Egan & Golden, LLP, Patchogue, N.Y. (Christopher A. Bianco of counsel), for petitioners.
David J. Moran, Village Attorney, Patchogue, NY, for respondent Zoning Board of Appeals of the Incorporated Village of Bellport.
McGiff Halverson Dooley LLP, Patchogue, N.Y. (Robert R. Dooley of counsel), for respondent 8 Bayberry Rd, LLC.
MARK C. DILLON, J.P., SYLVIA O. HINDS–RADIX, COLLEEN D. DUFFY, ANGELA G. IANNACCI, JJ.

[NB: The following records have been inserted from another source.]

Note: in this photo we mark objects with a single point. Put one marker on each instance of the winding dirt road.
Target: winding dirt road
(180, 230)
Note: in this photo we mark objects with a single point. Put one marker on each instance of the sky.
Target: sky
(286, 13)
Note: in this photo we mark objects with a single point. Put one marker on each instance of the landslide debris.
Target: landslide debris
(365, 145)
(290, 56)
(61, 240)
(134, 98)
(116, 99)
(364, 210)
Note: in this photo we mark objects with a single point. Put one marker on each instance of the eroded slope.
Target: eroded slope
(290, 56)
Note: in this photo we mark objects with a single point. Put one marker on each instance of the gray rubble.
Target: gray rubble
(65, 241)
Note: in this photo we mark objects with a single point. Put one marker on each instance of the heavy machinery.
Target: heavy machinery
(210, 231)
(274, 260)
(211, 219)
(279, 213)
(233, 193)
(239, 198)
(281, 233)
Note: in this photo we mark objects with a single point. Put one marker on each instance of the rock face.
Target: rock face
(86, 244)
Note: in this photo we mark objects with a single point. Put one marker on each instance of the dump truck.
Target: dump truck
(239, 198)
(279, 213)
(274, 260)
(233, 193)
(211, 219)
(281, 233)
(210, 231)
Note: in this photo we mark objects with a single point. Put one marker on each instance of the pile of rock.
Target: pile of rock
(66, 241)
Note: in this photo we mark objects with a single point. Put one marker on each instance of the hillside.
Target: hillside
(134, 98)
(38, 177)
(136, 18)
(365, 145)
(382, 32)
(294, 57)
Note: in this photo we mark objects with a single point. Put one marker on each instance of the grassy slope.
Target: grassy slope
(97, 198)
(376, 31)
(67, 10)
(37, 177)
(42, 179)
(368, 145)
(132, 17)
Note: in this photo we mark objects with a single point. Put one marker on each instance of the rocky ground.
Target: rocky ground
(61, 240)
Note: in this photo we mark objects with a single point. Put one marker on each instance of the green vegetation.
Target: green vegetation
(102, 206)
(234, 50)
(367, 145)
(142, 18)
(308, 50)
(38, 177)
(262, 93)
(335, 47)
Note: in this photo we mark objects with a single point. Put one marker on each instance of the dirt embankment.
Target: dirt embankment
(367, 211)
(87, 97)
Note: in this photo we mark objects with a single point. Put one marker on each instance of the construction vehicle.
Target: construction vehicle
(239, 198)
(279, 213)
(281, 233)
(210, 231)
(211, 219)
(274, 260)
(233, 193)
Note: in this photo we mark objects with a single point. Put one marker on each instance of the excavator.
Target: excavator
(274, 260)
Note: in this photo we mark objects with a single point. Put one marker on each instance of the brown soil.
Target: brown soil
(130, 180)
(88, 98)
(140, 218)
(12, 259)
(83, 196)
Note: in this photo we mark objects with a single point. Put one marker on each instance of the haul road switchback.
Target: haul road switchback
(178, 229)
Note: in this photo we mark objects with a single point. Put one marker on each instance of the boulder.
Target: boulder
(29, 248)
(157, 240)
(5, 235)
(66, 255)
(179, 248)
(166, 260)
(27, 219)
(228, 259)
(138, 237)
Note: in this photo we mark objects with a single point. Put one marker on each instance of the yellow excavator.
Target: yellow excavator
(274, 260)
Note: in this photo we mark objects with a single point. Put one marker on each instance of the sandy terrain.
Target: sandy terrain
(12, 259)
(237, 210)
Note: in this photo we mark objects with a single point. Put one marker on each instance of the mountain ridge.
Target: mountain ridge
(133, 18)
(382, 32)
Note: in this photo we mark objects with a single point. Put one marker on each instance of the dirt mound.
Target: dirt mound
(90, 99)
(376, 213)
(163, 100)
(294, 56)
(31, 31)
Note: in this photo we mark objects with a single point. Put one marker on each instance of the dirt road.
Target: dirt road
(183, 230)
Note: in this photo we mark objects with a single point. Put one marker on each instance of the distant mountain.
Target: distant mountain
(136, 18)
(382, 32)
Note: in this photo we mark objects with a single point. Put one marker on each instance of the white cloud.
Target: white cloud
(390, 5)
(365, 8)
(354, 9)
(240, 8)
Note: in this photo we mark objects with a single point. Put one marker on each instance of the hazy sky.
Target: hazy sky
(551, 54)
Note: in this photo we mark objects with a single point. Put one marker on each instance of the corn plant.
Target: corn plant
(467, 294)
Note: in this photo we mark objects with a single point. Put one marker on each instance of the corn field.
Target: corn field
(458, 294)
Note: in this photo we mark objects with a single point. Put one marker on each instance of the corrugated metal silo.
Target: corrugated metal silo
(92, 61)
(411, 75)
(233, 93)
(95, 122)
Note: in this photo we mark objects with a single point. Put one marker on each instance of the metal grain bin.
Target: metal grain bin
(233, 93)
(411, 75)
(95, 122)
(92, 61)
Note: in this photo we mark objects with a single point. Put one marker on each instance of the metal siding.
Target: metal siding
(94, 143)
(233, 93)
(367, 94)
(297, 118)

DECISION & JUDGMENT Proceeding pursuant to CPLR article 78 to review a determination of the Zoning Board of Appeals of the Incorporated Village of Bellport dated December 19, 2017, which granted the application of 8 Bayberry Rd, LLC, for certain area variances, which proceeding was transferred to this Court pursuant to CPLR 7804(g) by order of the Supreme Court, Suffolk County (John H. Rouse, J.), dated June 11, 2018.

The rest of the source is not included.